The rule that a connection, confessedly illicit in its origin, or shown to have been such, will be presumed to retain that character until some change is established, is both logical and just. The force and effect of such a fact is always very great, and we are not disposed in the least degree to weaken or disregard it. ( Brinkley v. Brinkley, 50 N.Y. 198.) Very often the changed character of the cohabitation is indicated by facts and circumstances which explain the cause and locate the period of the change, so that in spite of the illicit origin the subsequent intercourse is deemed matrimonial. ( Fenton v. Reed, 4 Johns. 52; Rose v. Clark, 8 Paige, 574; Starr v. Peck, 1 Hill, 270; Jackson v. Claw, 18 Johns. 346.) But a change may occur, and be satisfactorily established, although the precise time or occasion cannot be clearly ascertained.
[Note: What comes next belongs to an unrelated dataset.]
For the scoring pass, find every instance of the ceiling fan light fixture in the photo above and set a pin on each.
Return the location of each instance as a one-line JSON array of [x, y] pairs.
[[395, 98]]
If the facts show that there was or must have been a change, that the illicit beginning has become transformed into a cohabitation matrimonial in its character, it is not imperative that we should be able to say precisely when, or exactly why the change occurred. ( Caujolle v. Ferrié, 23 N.Y. 90.) While we have no hesitation about the rule, and shall be prompt to apply it in a case which demands such application, we do not see that the facts before us require it, since they fail to establish an illicit origin of the cohabitation as a separate and independent fact. But the other facts remain, and are entitled to their due consideration. The disguise of a false name, known and assented to by both parties; the two lives so different and utterly unlike, running on at the same time and demanding adequate explanation, must be admitted to bear upon the character of the intercourse, and to have introduced into it possible elements of doubt.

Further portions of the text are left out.